Dem Lohnsteuerhilfeverein ist in diesen Fällen die beschränkte geschäftsmäßige Hilfeleistung in Steuer­sachen nicht nur für diese (schädlichen) Einkünfte und Einnahmen, sondern insgesamt nicht gestattet. Dies gilt auch für die Beantragung der Forschungszulage nach dem Forschungszulagengesetz (FZulG), da Anspruchsberechtigte ausschließlich solche mit Einkünften aus Land- und Forstwirtschaft, Gewerbebetrieb oder selbständiger Arbeit sind.

Die Befugnis zu beschränkter geschäftsmäßiger Hilfe­leistung in Steuersachen kann in diesen Fällen auch nicht teilweise dadurch begründet werden, dass für die Gewinneinkünfte oder umsatzsteuerpflichtigen Umsätze zusätzlich ein Steuerberater tätig wird oder der Arbeitnehmer diese Einkünfte selbst ermittelt und erklärt (Verbot der Mandatsteilung, vgl. BFH-Urteil vom 28. Februar 1989, BStBl II S. 384).

Die Befugnis zu beschränkter geschäftsmäßiger Hilfeleistung in Steuersachen nach § 4 Nr. 11 StBerG erstreckt sich nur auf die Hilfeleistung bei der Einkommensteuer und ihren Zuschlagsteuern. Somit sind Lohnsteuerhilfevereine insbesondere nicht zur Hilfeleistung befugt:

  • beim Steuerabzug von Vergütungen für im Inland erbrachte Bauleistungen (§§ 48 ff. EStG, vgl. Abschnitt IV Beispiel 6),
  • in Fällen der Steuerschuldnerschaft des Leistungsempfängers nach § 13b des Umsatzsteuergesetzes (UStG) sowie
  • bei Erklärungen im Zusammenhang mit dem ab dem Jahr 2025 anzuwendenden Grundsteuerrecht.

II. Besonderheiten der Hilfeleistung im Feststellungsverfahren

In Feststellungsverfahren i. S. d. §§ 179 ff. AO hinsichtlich Gewinneinkünften sind Lohnsteuerhilfevereine nicht zur Hilfeleistung in Steuersachen befugt. Der Lohnsteuerhilfeverein darf die Gewinneinkünfte auch nicht ungeprüft in die Einkommensteuererklärung übernehmen (§ 4 Nr. 11 Satz 1 Buchst. b StBerG).
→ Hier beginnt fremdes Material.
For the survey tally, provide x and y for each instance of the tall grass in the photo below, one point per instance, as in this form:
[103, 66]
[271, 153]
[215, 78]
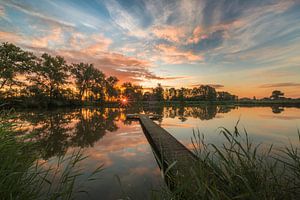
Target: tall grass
[239, 169]
[22, 176]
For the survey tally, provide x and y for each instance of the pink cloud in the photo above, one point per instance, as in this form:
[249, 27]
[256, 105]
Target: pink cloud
[170, 33]
[173, 55]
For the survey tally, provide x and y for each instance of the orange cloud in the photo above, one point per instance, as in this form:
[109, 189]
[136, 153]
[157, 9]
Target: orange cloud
[2, 11]
[173, 55]
[170, 33]
[11, 37]
[56, 36]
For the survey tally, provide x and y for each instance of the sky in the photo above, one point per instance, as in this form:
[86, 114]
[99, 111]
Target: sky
[246, 47]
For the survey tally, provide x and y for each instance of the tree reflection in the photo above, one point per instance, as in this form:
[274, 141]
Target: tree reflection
[55, 131]
[92, 126]
[205, 112]
[277, 109]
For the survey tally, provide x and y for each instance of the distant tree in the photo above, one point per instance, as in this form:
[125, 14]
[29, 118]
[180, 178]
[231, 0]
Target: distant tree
[13, 61]
[132, 92]
[49, 75]
[207, 93]
[172, 93]
[158, 92]
[83, 74]
[111, 89]
[99, 85]
[276, 94]
[181, 93]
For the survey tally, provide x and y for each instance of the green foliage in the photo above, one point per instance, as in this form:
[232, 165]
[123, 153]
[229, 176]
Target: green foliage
[276, 94]
[132, 92]
[22, 176]
[13, 61]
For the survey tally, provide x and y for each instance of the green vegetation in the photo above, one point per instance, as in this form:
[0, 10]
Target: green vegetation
[27, 80]
[239, 170]
[22, 176]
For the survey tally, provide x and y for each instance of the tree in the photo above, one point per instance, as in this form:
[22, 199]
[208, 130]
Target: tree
[158, 92]
[111, 90]
[208, 93]
[83, 74]
[276, 94]
[13, 61]
[49, 75]
[132, 92]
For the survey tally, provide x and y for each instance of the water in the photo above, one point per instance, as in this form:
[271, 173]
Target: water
[130, 167]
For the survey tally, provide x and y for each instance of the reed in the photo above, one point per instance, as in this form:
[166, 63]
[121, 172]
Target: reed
[23, 176]
[239, 169]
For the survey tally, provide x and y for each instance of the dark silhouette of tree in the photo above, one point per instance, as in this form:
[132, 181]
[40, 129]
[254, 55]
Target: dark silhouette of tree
[83, 74]
[158, 92]
[111, 90]
[132, 92]
[276, 94]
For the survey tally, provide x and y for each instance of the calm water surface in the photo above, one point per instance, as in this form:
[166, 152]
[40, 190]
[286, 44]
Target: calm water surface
[130, 167]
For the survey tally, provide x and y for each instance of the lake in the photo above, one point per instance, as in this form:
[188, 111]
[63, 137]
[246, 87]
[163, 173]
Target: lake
[130, 168]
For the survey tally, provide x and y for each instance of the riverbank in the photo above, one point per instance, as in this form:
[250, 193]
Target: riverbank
[26, 103]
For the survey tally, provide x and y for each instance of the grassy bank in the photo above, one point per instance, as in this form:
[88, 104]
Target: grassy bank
[239, 169]
[22, 176]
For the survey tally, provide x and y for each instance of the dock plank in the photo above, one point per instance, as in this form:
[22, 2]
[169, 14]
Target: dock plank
[167, 148]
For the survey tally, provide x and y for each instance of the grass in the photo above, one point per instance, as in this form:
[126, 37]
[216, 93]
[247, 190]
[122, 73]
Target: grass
[22, 176]
[239, 169]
Bei der gesonderten und einheitlichen Feststellung von Überschusseinkünften und mit ihnen im Zusammenhang stehenden anderen Besteuerungsgrundlagen, der steuererheblichen Sachumstände nach § 180 Abs. 5
AO sowie des Abzugsbetrags nach § 10e EStG ist die Hilfeleistung in Steuersachen nur zulässig, wenn alle Beteiligten Mitglieder des die Hilfe leistenden Lohnsteuerhilfevereins sind und jeder Beteiligte die Voraussetzungen des § 4 Nr. 11 Satz 1 StBerG erfüllt (vgl. Abschnitt IV, Beispiele 9 und 10). Ist dies nicht der Fall, ist die Befugnis des Lohnsteuerhilfevereins zur Hilfeleistung im Feststellungsverfahren gegenüber sämtlichen Beteiligten ausgeschlossen. Der Lohnsteuerhilfeverein darf jedoch den gesondert und einheitlich festgestellten Überschuss bzw. Abzugsbetrag der Beteiligten, gegenüber denen die Hilfeleistung (außerhalb des Feststellungsverfahrens) zulässig ist, nachrichtlich in deren Einkommensteuererklärung übernehmen.

In Feststellungsverfahren i. S. d. §§ 179 ff. AO hinsichtlich der Bemessungsgrundlagen für die Eigenheimzulage nach dem Eigenheimzulagengesetz ist ein Lohnsteuerhilfeverein zur Hilfeleistung in Steuersachen nur dann befugt, wenn alle Anspruchsberechtigten Mitglieder dieses Lohnsteuerhilfevereins sind und jeder Anspruchsberechtigte die Voraussetzungen des § 4 Nr. 11 Satz 1 StBerG erfüllt. Ist dies nicht der Fall, darf der Lohnsteuerhilfeverein lediglich den gesondert und einheitlich festgestellten Betrag der Anspruchsberechtigten, gegenüber denen die Hilfeleistung (außerhalb des Feststellungsverfahrens) zulässig ist, nachrichtlich in deren Eigenheimzulageantrag übernehmen.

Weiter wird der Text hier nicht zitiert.